Durante a minha vida, até este momento em que digito letrinhas e formo palavras para esta crônica, escrever um livro sempre foi a conclusão de um ciclo e o fôlego para começar o próximo. Não importa a demora, se em dias, meses ou anos este início se apresentará, mas eu sei que ele está adiante... Diante de mim. Há conforto neste pensamento.

Mesmo sem ter lido um só poema do poeta que se despede, senti-me enfaticamente triste. Certos fins me entristecem. Porém, ao me deixar guiar pelas páginas do livro, percebi que essa despedida é diferente daquela que idealizei... Há um quê nesse poeta de gratidão por tudo que a poesia lhe proporcionou. Então, a tristeza deu lugar à admiração.

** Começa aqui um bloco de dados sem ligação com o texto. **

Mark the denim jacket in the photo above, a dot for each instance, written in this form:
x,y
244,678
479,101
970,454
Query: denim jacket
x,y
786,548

Poemas Tardios é um livro de interesses e muitos deles cabem bem na poesia de Claudio Navarra. O porquê do livro, o tema de fechamento de um ciclo que não será aberto novamente, porque o autor “já atingiu uma idade avançada”, como reza o prefácio, agora tem outro sentido para mim. Passado o susto do fim que introduz ao começo da leitura, depois de conhecer os poemas tardios, posso dizer que o poeta, o Vô da Julia, que já desenhou para as capas de outras obras dele; assoprou alguns inícios na minha alma. E se não há eternidade neste gesto, opto por viver completamente enganada sobre a vida, e a sabedoria que ela alimenta. Para mim, os inícios flertam com os pontos finais.

----
Clique aqui e leia alguns poemas do livro Poemas Tardios, de Claudio Navarra.


www.carladias.com

Comentários

Carla, normalmente velhos literatos introduzem jovens aspirantes em suas resenhas. Esse seu texto inverte as coisas ao apresentar um velho escritor inédito se aposentando. Só senti falta de que você incluísse algum poema no próprio texto, dialogasse com ele. Seu Lili ia ficar bem na sua companhia poética. :)
Júlia Navarra disse…
Carla,
como já disse lá no instituto, gostei bastante do texto. Palavras bem escolhidas para lidar com esse assunto tão delicado: o final. Assim como você, a minha reação foi a mesma ao ler o prefácio.
Fico feliz que tenha gostado dos poemas, é bom saber que não somos apenas nós (os familiares) que o admiramos. Já enviei o seu site por e-mail e tenho certeza de que o vovô, ligado à leitura do jeito que é, vai se encantar. Quem sabe com um pouco de incentivo ele não desista desse "hobby", não é?
Bom, é isso... caso o poeta resolva continuar escrevendo, te aviso. Boa páscoa e até terça feira que vem ! Beijos
Anônimo disse…
"Os inícios flertam com os pontos finais". Que lindo isso, Carla!!
Esse ciclo de começo e despedida faz a gente pensar sobre tantas outras coisas que completam a poesia.
Talvez o senhor Claudio Navarra escreva ainda mais, talvez não, tudo é hipotético, mas ele foi lá e fez, deixou registrado. Essa é a marca que vai atravessar gerações!
Legal demais você ter feito esta homenagem a ele.
Enxergar as pessoas e saber interpretá-las vai ser a sua marca...*pisc
albir disse…
Carla,
Seu texto é impecável e só resta lê-lo. Ouso comentar o título: poemas não são tardios porque não são efêmeros. Nem eternos. São absolutos. Eles se bastam. Como diz Cecília Meireles: "Eu canto porque o instante existe...".
Obrigado por se lembrar de nos mostrar o Navarra. E tomara que ele leia sua crônica.